Les enfants sont libres de s’exprimer sans pouvoir assumer la responsabilité de leurs actes.
La vie familiale devient donc de plus en plus chaotique alors que les conditions de la vie sociale de la famille sont de plus en plus désorganisées. De là, la vie familiale est de plus en plus séparée de la vie réelle. Les parents doivent vivre dans deux mondes différents, le monde de leurs parents et le monde des idéologues de l’éducation nationale. C’est pourquoi, ils sont condamnés moralement dans toutes leurs décisions prises à l’égard de leurs enfants. Dans leur vie de parents, ils se sentent de plus en plus inutiles et impuissants, et parfois menacés par les idéologues de l’éducation nationale.
Les garçons qui souffrent d’un père critiqué et ignoré auront de lui une image dévalorisée.

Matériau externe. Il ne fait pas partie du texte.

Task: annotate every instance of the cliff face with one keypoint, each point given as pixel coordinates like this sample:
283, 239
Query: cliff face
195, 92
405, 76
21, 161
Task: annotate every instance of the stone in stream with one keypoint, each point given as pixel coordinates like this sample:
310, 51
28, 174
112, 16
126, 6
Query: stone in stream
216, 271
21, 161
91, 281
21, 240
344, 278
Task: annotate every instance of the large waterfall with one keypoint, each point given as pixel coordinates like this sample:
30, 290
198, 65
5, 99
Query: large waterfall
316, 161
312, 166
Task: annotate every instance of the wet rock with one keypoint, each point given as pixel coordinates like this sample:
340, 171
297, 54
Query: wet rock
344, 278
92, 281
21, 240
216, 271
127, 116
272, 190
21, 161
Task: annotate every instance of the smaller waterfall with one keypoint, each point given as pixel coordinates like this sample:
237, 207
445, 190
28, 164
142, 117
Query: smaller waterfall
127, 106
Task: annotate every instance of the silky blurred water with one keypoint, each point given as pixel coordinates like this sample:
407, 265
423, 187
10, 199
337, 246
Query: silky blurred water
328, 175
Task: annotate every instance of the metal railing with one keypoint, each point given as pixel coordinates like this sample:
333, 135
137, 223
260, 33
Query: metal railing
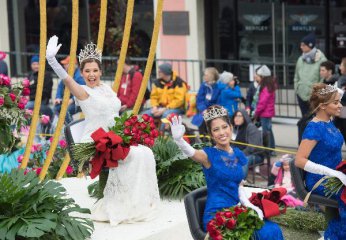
192, 72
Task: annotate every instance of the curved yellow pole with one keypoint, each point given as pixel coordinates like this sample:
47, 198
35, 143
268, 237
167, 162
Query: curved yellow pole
151, 56
41, 71
124, 44
102, 25
62, 115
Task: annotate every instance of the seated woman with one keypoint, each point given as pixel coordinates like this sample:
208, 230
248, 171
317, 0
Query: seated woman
222, 167
320, 150
245, 131
131, 193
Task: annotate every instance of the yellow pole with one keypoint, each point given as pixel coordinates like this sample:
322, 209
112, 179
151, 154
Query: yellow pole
62, 115
63, 167
124, 44
102, 25
151, 56
41, 71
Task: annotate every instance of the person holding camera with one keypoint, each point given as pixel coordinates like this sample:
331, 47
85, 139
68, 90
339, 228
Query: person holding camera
230, 95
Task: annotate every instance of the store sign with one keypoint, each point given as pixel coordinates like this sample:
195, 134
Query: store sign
258, 22
302, 23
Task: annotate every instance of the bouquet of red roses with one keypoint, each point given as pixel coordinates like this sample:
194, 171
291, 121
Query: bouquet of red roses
110, 147
235, 223
333, 185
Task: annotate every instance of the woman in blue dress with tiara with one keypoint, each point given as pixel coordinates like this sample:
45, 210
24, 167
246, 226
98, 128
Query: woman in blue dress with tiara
222, 167
320, 151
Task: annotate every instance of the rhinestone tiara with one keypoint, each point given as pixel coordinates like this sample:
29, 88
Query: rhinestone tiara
90, 51
327, 89
214, 112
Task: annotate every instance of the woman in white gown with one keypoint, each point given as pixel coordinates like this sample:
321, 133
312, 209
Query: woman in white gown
131, 193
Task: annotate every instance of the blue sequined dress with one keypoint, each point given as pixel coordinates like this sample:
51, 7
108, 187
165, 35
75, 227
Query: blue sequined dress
223, 179
327, 152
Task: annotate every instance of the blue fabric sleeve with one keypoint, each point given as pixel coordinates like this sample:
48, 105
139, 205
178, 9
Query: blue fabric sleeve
312, 132
241, 156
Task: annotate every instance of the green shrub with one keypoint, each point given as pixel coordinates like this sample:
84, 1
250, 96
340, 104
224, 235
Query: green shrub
30, 209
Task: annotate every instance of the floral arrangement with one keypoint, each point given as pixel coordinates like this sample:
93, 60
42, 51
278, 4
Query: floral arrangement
333, 185
110, 147
270, 202
234, 223
13, 98
39, 153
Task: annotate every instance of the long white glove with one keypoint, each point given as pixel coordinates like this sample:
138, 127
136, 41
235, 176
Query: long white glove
245, 201
178, 130
323, 170
51, 51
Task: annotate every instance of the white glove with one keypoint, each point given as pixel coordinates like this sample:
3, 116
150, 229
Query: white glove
323, 170
51, 51
245, 201
178, 130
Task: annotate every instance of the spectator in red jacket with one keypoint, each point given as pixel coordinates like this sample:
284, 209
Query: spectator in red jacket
129, 86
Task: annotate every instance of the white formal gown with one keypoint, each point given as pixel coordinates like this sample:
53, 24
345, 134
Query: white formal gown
131, 193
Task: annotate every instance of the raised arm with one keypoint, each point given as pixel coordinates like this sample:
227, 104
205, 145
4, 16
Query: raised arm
178, 130
75, 88
302, 161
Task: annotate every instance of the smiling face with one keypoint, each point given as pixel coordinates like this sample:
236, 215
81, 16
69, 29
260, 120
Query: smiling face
333, 107
92, 73
221, 132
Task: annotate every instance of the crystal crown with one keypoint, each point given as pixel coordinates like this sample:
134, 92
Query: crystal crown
215, 112
90, 51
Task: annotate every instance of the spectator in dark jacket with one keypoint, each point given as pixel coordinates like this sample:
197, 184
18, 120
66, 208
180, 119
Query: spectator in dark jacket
207, 96
3, 64
47, 88
72, 108
130, 84
246, 132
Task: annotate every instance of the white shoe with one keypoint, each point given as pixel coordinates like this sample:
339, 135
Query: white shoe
257, 169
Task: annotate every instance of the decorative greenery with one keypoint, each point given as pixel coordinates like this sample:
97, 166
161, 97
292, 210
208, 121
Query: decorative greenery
234, 223
30, 209
177, 175
12, 113
302, 220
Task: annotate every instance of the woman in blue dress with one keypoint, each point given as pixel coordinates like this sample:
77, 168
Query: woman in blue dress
222, 167
320, 151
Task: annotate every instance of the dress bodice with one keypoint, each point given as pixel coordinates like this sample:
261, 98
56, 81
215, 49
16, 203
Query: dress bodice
223, 179
327, 151
99, 109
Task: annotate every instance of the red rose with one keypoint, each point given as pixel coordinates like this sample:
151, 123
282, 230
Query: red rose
152, 125
12, 96
231, 223
127, 131
228, 214
146, 117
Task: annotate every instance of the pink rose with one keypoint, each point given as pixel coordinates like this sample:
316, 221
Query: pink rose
6, 80
62, 143
45, 119
21, 105
2, 101
20, 158
12, 96
26, 83
26, 91
146, 117
69, 170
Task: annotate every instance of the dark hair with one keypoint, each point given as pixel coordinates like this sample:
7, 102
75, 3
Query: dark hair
329, 65
89, 60
268, 82
317, 99
225, 118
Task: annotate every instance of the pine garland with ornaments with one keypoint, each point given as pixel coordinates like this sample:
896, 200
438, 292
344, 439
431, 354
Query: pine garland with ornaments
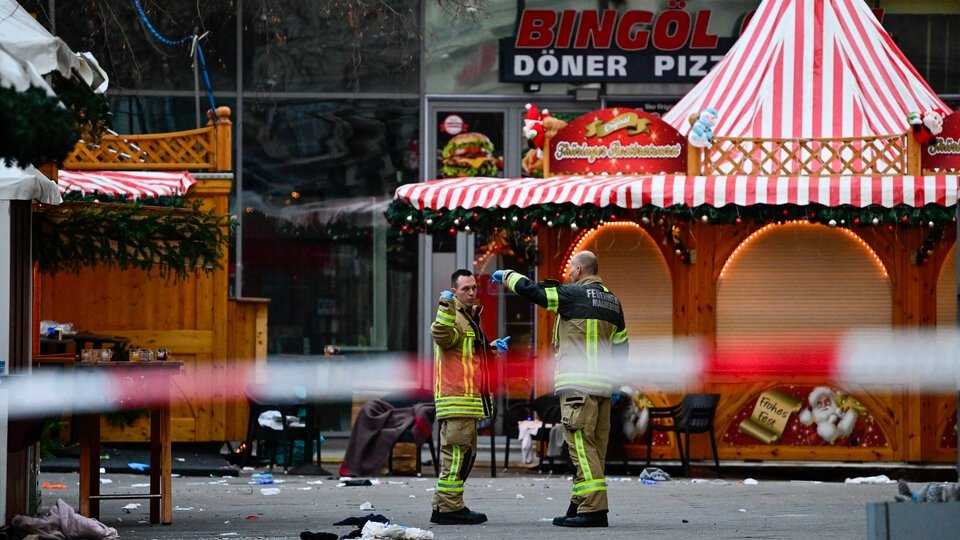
527, 221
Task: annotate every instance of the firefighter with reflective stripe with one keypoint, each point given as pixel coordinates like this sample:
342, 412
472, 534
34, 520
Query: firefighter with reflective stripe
461, 393
588, 336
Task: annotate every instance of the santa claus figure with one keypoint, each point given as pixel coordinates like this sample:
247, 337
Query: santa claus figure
533, 128
832, 421
926, 127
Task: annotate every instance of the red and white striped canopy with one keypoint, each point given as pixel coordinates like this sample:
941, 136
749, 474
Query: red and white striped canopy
135, 184
810, 69
668, 190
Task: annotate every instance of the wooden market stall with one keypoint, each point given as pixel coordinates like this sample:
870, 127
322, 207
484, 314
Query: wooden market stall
194, 317
806, 212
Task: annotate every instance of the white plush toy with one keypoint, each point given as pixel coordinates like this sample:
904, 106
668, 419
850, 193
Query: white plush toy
635, 417
701, 133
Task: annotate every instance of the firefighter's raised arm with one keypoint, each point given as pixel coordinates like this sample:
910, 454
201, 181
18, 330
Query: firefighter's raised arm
546, 294
444, 328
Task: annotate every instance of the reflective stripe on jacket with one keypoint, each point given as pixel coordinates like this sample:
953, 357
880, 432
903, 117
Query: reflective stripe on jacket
589, 331
460, 379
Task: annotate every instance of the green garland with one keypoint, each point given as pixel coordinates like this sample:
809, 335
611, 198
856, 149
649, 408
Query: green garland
36, 128
525, 221
169, 201
91, 111
173, 240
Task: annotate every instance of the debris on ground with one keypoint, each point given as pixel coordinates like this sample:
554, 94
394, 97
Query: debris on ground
879, 479
931, 492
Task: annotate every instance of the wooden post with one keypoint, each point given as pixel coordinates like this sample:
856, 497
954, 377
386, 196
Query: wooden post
693, 153
914, 155
222, 137
546, 156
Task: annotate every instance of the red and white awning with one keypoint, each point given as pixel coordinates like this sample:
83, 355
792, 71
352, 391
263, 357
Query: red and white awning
810, 69
668, 190
135, 184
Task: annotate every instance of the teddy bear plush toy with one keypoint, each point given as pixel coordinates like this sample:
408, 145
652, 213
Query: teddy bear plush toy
926, 127
533, 128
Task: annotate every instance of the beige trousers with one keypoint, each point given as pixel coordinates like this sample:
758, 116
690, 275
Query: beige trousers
458, 450
587, 422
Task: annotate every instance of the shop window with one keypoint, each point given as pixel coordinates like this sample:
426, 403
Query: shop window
317, 178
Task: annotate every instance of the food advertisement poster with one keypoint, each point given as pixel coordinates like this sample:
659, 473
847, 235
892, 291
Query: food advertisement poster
617, 141
470, 144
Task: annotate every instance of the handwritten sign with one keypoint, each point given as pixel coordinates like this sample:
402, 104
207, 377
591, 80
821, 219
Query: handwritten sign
770, 416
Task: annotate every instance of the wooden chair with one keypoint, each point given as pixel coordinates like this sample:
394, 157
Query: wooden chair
268, 437
547, 409
694, 414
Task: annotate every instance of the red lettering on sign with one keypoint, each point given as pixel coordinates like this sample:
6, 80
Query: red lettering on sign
630, 38
671, 29
565, 32
633, 30
701, 38
536, 28
596, 30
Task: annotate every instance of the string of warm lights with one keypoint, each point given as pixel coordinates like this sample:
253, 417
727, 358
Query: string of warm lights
766, 228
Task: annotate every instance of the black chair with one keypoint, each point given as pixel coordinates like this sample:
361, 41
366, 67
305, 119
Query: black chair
268, 437
547, 409
409, 399
694, 414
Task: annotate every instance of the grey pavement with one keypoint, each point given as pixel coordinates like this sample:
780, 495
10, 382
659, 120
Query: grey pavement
518, 505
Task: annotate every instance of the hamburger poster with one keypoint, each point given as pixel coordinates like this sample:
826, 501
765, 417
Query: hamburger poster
617, 141
470, 144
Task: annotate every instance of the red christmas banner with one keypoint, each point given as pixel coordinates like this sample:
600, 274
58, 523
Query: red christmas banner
617, 141
943, 152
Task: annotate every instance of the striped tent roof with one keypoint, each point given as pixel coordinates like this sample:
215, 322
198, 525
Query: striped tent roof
810, 69
134, 184
664, 191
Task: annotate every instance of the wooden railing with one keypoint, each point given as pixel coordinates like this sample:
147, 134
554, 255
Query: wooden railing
204, 149
806, 157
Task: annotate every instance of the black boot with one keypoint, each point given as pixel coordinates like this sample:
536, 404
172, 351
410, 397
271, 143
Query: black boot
571, 511
458, 517
587, 519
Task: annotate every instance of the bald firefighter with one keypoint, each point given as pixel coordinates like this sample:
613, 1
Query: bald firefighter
588, 334
461, 393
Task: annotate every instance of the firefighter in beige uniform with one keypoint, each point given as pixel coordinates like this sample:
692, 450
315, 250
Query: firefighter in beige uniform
461, 392
589, 332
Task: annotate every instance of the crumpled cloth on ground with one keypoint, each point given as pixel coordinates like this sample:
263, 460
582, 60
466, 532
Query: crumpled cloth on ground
377, 428
374, 529
62, 523
555, 446
527, 429
655, 474
362, 520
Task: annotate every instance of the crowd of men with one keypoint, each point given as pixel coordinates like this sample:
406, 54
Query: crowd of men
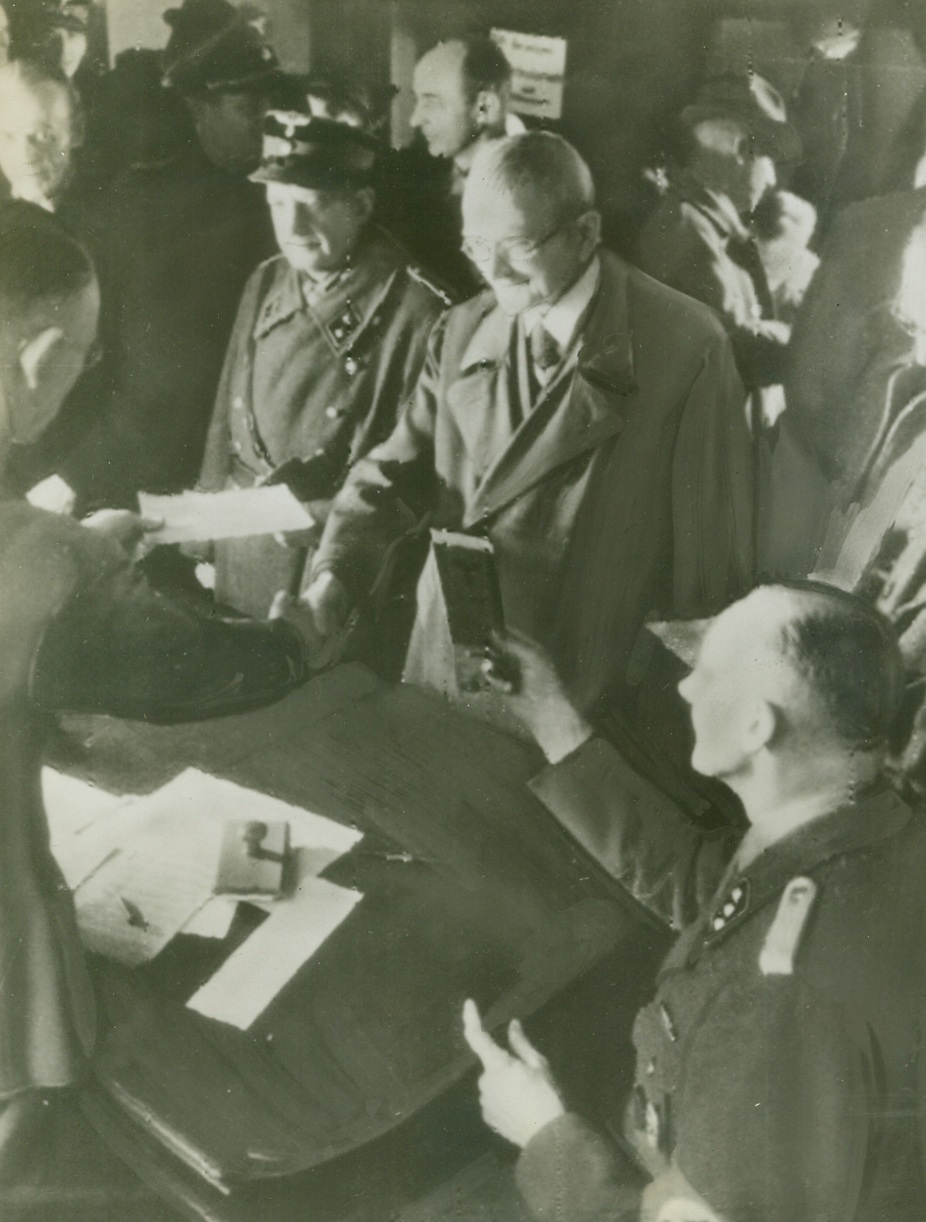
216, 275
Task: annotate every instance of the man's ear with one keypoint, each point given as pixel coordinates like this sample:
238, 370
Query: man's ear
489, 109
365, 203
760, 726
590, 230
36, 352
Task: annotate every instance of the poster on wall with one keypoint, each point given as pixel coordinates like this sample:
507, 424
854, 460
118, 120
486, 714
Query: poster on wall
538, 72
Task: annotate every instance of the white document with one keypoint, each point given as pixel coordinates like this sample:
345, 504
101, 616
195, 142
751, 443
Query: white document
145, 869
246, 984
200, 517
214, 919
72, 804
138, 900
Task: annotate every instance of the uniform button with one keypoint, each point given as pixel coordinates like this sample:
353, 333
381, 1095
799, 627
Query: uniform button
667, 1022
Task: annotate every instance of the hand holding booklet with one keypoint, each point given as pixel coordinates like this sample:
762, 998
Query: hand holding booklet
235, 513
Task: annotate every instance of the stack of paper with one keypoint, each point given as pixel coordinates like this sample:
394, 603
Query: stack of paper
144, 868
246, 984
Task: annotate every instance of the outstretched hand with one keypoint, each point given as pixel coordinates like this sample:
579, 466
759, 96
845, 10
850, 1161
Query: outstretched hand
128, 530
519, 671
517, 1090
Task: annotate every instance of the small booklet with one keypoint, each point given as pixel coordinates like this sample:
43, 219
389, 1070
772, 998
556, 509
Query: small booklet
252, 858
469, 581
472, 595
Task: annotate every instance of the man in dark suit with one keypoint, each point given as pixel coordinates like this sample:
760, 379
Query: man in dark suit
777, 1071
586, 419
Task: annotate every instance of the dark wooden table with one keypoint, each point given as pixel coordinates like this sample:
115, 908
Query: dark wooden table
496, 903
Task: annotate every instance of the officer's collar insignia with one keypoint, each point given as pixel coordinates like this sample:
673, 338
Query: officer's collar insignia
279, 306
734, 903
783, 937
343, 326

La mère est transformée en médiatrice des idéologues de l’école qui condamnent les punitions. Les besoins des parents sont insatisfaits. Ils sont dévalorisés et découragés. L’impossibilité de trouver sa place dans l’éducation des enfants s’accompagne d’un sentiment d’anxiété que le couple ne peut pas compenser par l’affection et l’intimité. Désillusionnés, l’homme et la femme se tournent vers leur famille, comme seule réponse conforme à la tradition. Déçus dans leur vie personnelle, et déçus l’un de l’autre, ils vont vivre en désaccord dans l’éducation de l’enfant. De là, le rôle parental contesté met de plus en plus en échec la vie relationnelle au sein du couple. L’estime de soi des parents est gravement mise en cause suite à l’attitude de l’école et des enseignants-idéologues de l’éducation nationale.
Mais, en subissant cela, ils demandent implicitement à l’école de décider pour eux. C’est l’école qui détient le pouvoir, mais aussi la responsabilité, de l’éducation de l’enfant contre ses parents.
Au sein du couple, chacun tente de s’abriter derrière l’éducation de l’enfant confiée à l’école, et la famille ne peut plus y trouver la moindre dignité. Élever son enfant est, pour les parents, le moyen de vivre dans la certitude d’avoir de la valeur. C’est pourquoi, face à l’école, la famille moderne n’y parvient pas le plus souvent. Parfois, des tensions et des relations agressives s’établissent entre l’homme et la femme. Quand des parents ont le sentiment de n’être plus rien dans l’éducation de leurs enfants, ils ont besoin du couple pour se sentir vraiment quelqu’un qui compte pour l’autre. Cette démarche intrusive des enseignants-idéologues de l’école impose toujours plus de tensions supplémentaires à la famille.
Et quand la revendication du droit de chacun au bonheur personnel se répand chez l’homme et chez la femme, alors la question de la séparation se pose chaque jour de plus en plus intensément.